Monday, March 29, 2010

Stephen Dixon, Writer's Writer

Stephen Dixon is a writer who is well published and well respected, but whose books are tough to find in conventional bookstores and who isn’t exactly a household name. His novels Frog and Interstate have been finalists for the National Book Award. He’s published close to 30 books of fictions, and his books have been published with many different publishers (though he was with Henry Holt for about 10 years, including for Frog and Interstate). Some of the general criticisms of his writing have been that he’s rambling and tedious, often using spare punctuation and sentences and paragraphs that run for pages, and his work doesn’t have much in the way of plot.

Here is praise of Dixon by author Jonathan Lethem (from the McSweeney’s website, here):

Stephen Dixon is one of the great secret masters — too secret. I return again and again to his stories for writerly inspiration, moral support and comic relief at moments of personal misery, and, several times, in a spirit of outright plagiaristic necessity: borrowing a jumpstart from a few lines of Dixon has been a real problem-solver in my own short fiction. And I will also treasure forever his manual-typewritten and scrawled manuscripts, and editorial notes, sometimes with food stains and torn edges, on the one occasion when I played the role of his editor (he offered stories, free of charge, to Fence magazine, when it was pretty much unknown) — Dixon is the last great messy correspondent. Please read him, you.

If you’ve read Stephen Dixon’s work, love it or hate it, you’ll realize that he clearly has a unique style and voice. In a way, his writing seems to be what a writing teacher would tell you how not to write (side note: Dixon himself was a long-time writing instructor at Johns Hopkins). Here’s a story of his at failbetter.com (they also have a good interview with him in a different issue, here.

From a 2003 interview with One Story, the entirety of which can be found here.

[Q]What is the best bit of advice about writing you have ever gotten?

[A]What George Plimpton told me in a letter when, many years ago—I think it was 1966, and I’d sent him a story for a Paris Review contest and a novel for Paris Review Editions (its first incarnation): “You’re not a novelist and maybe you’re not a short story writer as well.” I won’t say this is good advice for every writer, but it sure got me to write even harder than I was. It got me going in a way that flattery or praise wouldn’t have: I knew I had to inure myself against all criticism of my work and just write what I wanted to write and take the consequences, and also to write better than I was doing.

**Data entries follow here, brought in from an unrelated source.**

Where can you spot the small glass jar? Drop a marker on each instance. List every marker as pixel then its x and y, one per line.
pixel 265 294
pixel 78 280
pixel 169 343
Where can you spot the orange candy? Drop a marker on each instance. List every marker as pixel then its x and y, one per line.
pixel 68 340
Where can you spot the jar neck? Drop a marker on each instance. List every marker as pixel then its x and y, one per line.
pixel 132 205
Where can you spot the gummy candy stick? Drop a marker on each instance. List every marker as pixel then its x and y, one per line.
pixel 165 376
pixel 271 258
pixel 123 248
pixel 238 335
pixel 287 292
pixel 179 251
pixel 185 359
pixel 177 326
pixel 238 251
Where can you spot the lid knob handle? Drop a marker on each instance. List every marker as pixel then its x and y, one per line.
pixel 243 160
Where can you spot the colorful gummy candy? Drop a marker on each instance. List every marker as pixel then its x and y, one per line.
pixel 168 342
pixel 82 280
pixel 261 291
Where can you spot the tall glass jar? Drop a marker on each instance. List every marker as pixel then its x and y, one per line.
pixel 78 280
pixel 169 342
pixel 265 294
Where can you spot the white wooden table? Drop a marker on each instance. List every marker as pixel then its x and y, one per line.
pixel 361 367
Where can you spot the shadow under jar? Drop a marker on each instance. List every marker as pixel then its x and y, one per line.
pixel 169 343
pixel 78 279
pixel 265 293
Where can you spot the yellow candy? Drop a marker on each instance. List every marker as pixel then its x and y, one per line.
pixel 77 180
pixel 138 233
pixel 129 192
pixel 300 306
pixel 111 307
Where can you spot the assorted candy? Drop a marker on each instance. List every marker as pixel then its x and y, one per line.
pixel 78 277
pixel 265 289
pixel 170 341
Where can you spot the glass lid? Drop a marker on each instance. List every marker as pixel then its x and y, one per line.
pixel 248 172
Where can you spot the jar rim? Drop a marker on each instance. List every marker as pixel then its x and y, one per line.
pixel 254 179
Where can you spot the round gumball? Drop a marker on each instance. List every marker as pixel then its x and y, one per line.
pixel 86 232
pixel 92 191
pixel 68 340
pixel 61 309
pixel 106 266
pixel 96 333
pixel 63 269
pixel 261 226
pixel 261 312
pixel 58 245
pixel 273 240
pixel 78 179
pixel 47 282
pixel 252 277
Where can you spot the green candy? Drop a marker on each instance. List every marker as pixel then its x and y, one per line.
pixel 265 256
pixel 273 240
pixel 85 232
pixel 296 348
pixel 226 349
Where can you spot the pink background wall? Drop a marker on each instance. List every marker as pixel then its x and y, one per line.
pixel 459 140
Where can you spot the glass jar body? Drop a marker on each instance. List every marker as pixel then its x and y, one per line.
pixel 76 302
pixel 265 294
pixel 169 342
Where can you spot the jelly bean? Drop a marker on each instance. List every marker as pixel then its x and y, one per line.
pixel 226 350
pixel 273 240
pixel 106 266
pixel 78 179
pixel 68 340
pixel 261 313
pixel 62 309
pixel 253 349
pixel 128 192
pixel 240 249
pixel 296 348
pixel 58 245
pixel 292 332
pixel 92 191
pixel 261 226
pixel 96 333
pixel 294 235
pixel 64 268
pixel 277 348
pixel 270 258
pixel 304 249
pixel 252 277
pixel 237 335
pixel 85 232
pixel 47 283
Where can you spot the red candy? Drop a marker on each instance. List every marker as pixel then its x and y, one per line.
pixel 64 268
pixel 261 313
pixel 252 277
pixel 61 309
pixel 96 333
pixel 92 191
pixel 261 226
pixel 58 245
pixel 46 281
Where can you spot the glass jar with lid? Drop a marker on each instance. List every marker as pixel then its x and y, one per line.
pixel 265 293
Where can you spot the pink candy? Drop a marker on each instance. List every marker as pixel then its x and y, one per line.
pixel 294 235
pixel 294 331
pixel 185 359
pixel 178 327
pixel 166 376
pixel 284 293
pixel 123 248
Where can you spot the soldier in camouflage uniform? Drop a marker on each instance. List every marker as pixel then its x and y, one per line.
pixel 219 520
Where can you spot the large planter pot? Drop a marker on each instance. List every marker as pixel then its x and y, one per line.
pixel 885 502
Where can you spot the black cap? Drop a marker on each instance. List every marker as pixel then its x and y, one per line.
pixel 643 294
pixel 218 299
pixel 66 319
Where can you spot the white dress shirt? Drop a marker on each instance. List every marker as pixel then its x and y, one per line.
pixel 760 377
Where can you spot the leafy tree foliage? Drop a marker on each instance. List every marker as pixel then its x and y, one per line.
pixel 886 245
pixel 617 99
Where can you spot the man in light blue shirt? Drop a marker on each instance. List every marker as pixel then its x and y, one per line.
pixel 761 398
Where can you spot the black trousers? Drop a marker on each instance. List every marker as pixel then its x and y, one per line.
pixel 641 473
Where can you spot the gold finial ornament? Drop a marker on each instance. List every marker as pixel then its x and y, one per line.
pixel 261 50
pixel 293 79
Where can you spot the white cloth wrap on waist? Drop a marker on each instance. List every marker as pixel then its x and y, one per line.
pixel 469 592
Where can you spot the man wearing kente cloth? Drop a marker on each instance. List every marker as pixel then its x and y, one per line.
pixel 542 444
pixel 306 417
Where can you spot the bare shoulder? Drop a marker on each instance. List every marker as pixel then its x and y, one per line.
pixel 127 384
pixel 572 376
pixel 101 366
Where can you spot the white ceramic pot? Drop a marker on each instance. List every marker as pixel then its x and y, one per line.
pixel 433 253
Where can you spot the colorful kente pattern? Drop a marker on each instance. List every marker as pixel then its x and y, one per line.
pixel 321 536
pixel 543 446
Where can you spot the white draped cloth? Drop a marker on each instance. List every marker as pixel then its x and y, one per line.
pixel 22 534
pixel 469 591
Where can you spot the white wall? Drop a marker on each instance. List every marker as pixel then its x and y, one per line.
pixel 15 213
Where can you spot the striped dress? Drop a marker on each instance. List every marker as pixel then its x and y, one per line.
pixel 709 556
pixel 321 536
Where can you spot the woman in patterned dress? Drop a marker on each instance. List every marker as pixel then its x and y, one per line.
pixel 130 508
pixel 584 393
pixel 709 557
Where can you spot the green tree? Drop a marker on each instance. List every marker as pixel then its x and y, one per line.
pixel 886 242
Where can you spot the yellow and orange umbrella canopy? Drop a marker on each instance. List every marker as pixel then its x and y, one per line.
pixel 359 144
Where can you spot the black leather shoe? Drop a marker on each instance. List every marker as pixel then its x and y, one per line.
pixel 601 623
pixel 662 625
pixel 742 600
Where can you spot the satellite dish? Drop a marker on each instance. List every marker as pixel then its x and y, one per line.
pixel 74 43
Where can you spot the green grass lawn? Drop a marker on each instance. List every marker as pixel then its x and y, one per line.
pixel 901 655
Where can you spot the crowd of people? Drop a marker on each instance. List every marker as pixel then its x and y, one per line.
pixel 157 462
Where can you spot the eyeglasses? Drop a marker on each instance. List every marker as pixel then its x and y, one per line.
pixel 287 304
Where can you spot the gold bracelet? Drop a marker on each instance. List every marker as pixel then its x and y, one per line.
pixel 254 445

Beyond enjoying his writing, I’m partial to Stephen Dixon for several reasons. One is that he taught in the Johns Hopkins Writing Seminars for years before retiring a couple years back and has made the Baltimore area his home, so to me he is a local writer. Another is that interviews with him tend to delve into his process and work ethic, which I find fascinating and in a sense affirming as a fellow writer. Basically what you find is a writer who has his own way of doing things and has been persistent for decades and isn’t overly concerned about whatever it may be that’s happening around him. He’s an innovator who seems oblivious to movements or theories and is just writing the way he feels he should be writing. You get the sense of a writer who, after writing for decades and being widely published, is still scratching and clawing to get his work in print.

I remember reading an interview with him in Poets & Writers back in the early 1990s, which was my first exposure to Stephen Dixon as the person who’s the author (I had already read some of his works by then). I no longer have that magazine, but do recall some of the essence of it. He recounted one of his biggest regrets from early in his career, which was agreeing to have part of a story he sold altered. Another was basically the sense that the best thing about his writing career is that he has done things his way and that he found his niche on his own terms.

As a writer, it’s hard not to be inspired by Dixon and his ethic. There is a thin line between being sure of what you’re writing and not being concerned with critics and just being plain obstinate and not listening to advice that may be helpful. If you’re writing, I think you have to be able to ride that line and know when to be hardheaded and know when to relent and heed advice.